Stuprava e torturava i disperati che lo pagavano per farsi portare dall’altra parte del Mediterraneo, in Italia. E lo faceva al telefono, mentre dall’altra parte del filo i parenti dei torturati ne ascoltavano i lamenti, in modo che fossero più propensi a pagare il riscatto. Quando però Eric Ackom Sam, ventenne originario del Ghana, è sbarcato a Lampedusa, è stato riconosciuto da alcune delle sue vittime, che hanno provato a linciarlo ed è stato salvato dalle forze dell’ordine. La polizia di Stato ha fermato, ed il Gip del tribunale di Agrigento Francesco Provenzano ha già convalidato l’arresto.

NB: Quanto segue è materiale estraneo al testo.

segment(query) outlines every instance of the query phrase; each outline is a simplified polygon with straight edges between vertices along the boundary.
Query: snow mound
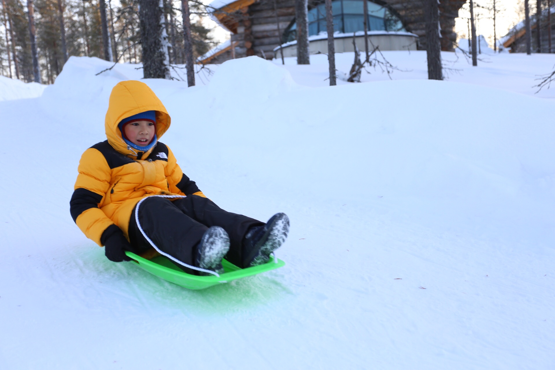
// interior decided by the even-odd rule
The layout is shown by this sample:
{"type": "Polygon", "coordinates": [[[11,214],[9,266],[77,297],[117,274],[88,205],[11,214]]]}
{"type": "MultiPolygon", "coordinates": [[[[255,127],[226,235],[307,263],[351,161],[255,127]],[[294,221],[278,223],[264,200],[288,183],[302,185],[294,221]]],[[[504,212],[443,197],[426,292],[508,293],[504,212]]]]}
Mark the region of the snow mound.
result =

I pubblici ministeri Calogero Ferrara e Giorgia Spiri della Direzione distrettuale antimafia di Palermo, che è guidata da Francesco Lo Voi, hanno emesso il provvedimento di fermo. Il Gip ha disposto la custodia cautelare in carcere per le ipotesi di reato di associazione per delinquere finalizzata alla tratta, al sequestro di persona, alla violenza sessuale, all’omicidio aggravato ed al favoreggiamento dell’immigrazione clandestina.

“Ogni volta che dovevo telefonare a casa – ha raccontato uno dei cinque migranti, tutti uomini, che lo hanno riconosciuto – mi legava e mi faceva sdraiare per terra con i piedi in sospensione e, così immobilizzato, mi colpiva ripetutamente e violentemente con un tubo di gomma in tutte le parti del corpo e in special modo nelle piante dei piedi, tanto da rendermi quasi impossibile camminare”. E ancora: “Spesso collegava degli elettrodi alla mia lingua per farmi scaricare addosso la corrente elettrica“. “Porto ancora addosso i segni delle violenze fisiche subite, in particolare delle ustioni dovute a dell’acqua bollente che mi veniva versata addosso”. “Cinque persone – ha spiegato il capo della Mobile, Giovanni Minardi – che ci hanno dato una lezione di non omertà. Una lezione che deve essere d’esempio per gli agrigentini, molto spesso restii a collaborare”.

In Libia i migranti venivano tenuti rinchiusi in quattro container: tre per uomini ed uno per donne e bambini. Circa 800 le persone prigioniere. Quella per i profughi avrebbe dovuto essere una “tappa intermedia” prima del viaggio della speranza verso le coste italiane. In realtà i migranti venivano sequestrati. E in quella condizione rimanevano fino a quando non pagavano – visto che il costo del viaggio lo avevano già onorato – il prezzo per la loro liberazione: dai 200 ai 300 mila franchi. E per farli pagare venivano torturati, seviziati e sottoposti a violenza sessuale.

Se i migranti non avevano i soldi necessari a pagare il prezzo del loro “riscatto”, le torture avvenivano in diretta telefonica, mentre dall’altro lato del telefono c’erano familiari e parenti della vittima”. “Erano loro che sentivano le urla di dolore, erano loro – i parenti – che avrebbero dovuto pagare per porre fine alle sofferenze dei propri cari.